As primeiras horas de intervenção e a escalada da situação
Durante a noite e a manhã de 8 de fevereiro, enquanto o fogo continuava a avançar, o comando dos bombeiros sul-coreanos decidiu ativar um protocolo de emergência nacional. Esta mobilização sem precedentes representou um momento decisivo na gestão da catástrofe. O envio de reforços começou logo nas primeiras horas do dia, precisamente às 5h30, na Coreia do Sul.
Os recursos massivos envolvidos no terreno
A resposta coordenada envolveu bombeiros provenientes de cinco regiões administrativas: Daegu, Daejeon, Ulsan, Gangwon-do e Chungcheongnam-do. Ao meio-dia, o comando dos bombeiros tinha enviado 40 helicópteros, 104 veículos de combate a incêndios e cerca de 300 bombeiros ao local do sinistro. Esta concentração de meios ilustrava a gravidade da situação e a dimensão do desafio que as autoridades sul-coreanas enfrentavam.

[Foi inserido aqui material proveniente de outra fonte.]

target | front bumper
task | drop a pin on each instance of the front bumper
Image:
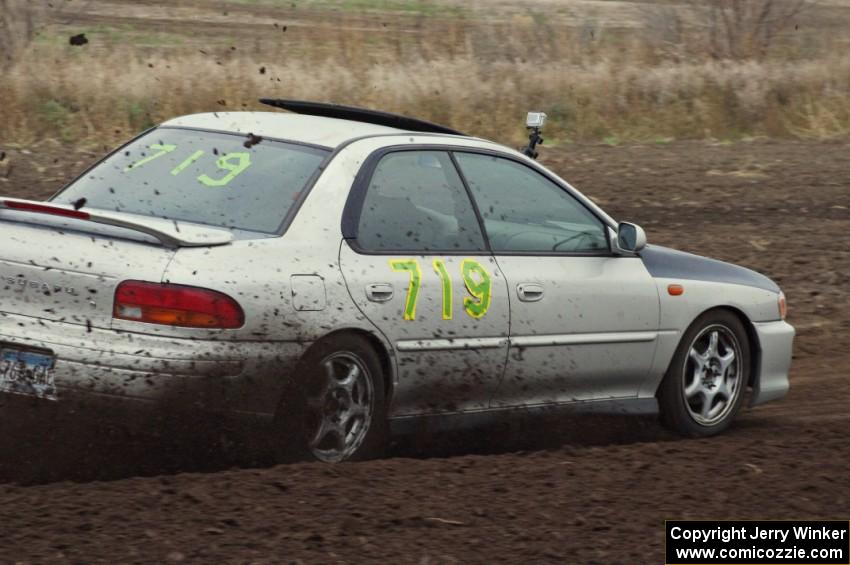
(775, 341)
(105, 365)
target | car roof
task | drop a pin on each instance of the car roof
(315, 130)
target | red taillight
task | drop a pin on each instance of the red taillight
(45, 209)
(176, 305)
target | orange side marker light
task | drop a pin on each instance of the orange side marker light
(675, 290)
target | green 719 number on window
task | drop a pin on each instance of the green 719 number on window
(233, 163)
(476, 280)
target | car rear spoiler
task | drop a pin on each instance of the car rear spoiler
(167, 232)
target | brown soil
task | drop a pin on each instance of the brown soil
(575, 490)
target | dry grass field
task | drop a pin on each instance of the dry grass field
(605, 70)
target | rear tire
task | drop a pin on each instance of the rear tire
(704, 387)
(334, 408)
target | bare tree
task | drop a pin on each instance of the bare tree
(746, 29)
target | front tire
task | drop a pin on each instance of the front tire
(334, 409)
(704, 387)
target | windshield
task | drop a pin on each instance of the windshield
(219, 179)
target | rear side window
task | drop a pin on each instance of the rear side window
(200, 177)
(523, 211)
(416, 202)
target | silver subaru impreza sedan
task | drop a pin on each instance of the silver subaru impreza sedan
(344, 273)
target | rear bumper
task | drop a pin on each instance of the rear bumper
(199, 375)
(775, 341)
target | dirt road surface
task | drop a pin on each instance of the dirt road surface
(571, 490)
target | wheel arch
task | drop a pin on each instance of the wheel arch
(752, 339)
(382, 350)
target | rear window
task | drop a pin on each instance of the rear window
(200, 177)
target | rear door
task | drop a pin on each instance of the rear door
(583, 322)
(416, 264)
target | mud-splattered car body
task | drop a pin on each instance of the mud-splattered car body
(467, 312)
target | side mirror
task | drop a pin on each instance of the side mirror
(630, 237)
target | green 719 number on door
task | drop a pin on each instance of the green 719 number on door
(476, 280)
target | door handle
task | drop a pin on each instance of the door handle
(529, 292)
(379, 292)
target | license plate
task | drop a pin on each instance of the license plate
(27, 372)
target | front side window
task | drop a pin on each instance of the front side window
(200, 177)
(523, 211)
(416, 202)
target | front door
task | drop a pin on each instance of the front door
(583, 321)
(417, 267)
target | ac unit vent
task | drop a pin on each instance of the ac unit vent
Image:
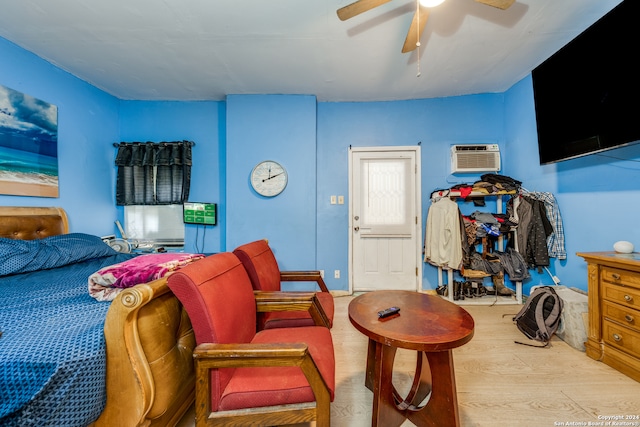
(475, 158)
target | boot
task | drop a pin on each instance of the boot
(498, 285)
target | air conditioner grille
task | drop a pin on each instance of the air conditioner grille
(483, 160)
(475, 158)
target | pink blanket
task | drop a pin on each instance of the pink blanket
(109, 281)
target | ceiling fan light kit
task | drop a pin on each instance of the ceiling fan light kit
(431, 3)
(419, 19)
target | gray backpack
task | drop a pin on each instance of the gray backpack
(540, 316)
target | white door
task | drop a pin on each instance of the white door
(385, 238)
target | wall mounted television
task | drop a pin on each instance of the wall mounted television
(587, 95)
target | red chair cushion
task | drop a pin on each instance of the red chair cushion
(257, 387)
(261, 265)
(262, 268)
(217, 295)
(292, 319)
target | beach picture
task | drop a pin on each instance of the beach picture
(28, 145)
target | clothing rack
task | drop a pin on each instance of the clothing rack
(455, 193)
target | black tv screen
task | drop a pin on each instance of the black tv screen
(587, 95)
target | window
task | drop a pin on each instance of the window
(153, 174)
(157, 225)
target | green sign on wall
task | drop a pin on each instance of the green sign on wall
(200, 213)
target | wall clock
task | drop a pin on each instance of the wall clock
(269, 178)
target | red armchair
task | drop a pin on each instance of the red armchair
(271, 377)
(265, 275)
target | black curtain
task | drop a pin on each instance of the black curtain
(153, 173)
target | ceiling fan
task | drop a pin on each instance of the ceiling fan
(419, 19)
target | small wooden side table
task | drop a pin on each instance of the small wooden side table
(432, 327)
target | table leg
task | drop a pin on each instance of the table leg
(441, 410)
(385, 412)
(371, 361)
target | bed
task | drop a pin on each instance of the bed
(133, 366)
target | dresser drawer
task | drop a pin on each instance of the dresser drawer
(618, 336)
(620, 277)
(624, 295)
(621, 314)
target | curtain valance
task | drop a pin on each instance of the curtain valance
(152, 173)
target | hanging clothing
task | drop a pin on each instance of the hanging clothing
(533, 230)
(443, 235)
(555, 242)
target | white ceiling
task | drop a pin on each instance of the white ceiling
(207, 49)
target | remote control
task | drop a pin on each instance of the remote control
(388, 312)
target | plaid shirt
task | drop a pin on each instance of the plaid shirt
(555, 242)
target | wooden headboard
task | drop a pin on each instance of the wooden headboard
(30, 223)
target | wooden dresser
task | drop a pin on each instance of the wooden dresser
(614, 310)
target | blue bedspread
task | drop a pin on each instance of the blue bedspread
(52, 348)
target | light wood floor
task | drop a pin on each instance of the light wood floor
(499, 383)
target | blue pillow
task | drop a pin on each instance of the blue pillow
(21, 256)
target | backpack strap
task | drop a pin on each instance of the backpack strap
(543, 326)
(542, 334)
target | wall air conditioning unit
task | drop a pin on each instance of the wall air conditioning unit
(470, 158)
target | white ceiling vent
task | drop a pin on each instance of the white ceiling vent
(475, 158)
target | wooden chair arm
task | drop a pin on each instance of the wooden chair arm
(269, 301)
(210, 356)
(304, 276)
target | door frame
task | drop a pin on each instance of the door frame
(418, 201)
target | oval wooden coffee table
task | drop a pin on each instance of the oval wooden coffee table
(427, 324)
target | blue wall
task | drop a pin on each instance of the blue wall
(598, 194)
(88, 121)
(280, 128)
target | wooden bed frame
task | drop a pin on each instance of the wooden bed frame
(149, 339)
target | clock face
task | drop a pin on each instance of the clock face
(268, 178)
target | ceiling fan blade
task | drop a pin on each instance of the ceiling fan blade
(358, 7)
(500, 4)
(415, 31)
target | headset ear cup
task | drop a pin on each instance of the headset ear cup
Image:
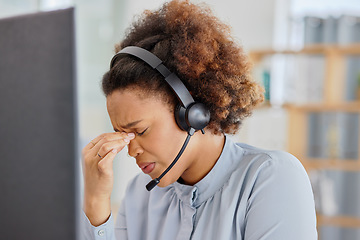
(197, 116)
(180, 117)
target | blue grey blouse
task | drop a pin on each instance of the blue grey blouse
(249, 194)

Os obstáculos meteorológicos que agravaram a crise
Infelizmente, a intervenção enfrentou condições atmosféricas desfavoráveis. As velocidades do vento atingiram 9,5 metros por segundo, criando um ambiente extremamente hostil ao controlo do fogo. Este aumento na velocidade do vento teve consequências dramáticas: a taxa de confinamento do incêndio, que tinha atingido 60% nas primeiras horas, caiu para 23% ao meio-dia, colocando em dúvida a eficácia das primeiras estratégias de intervenção implementadas na Coreia do Sul.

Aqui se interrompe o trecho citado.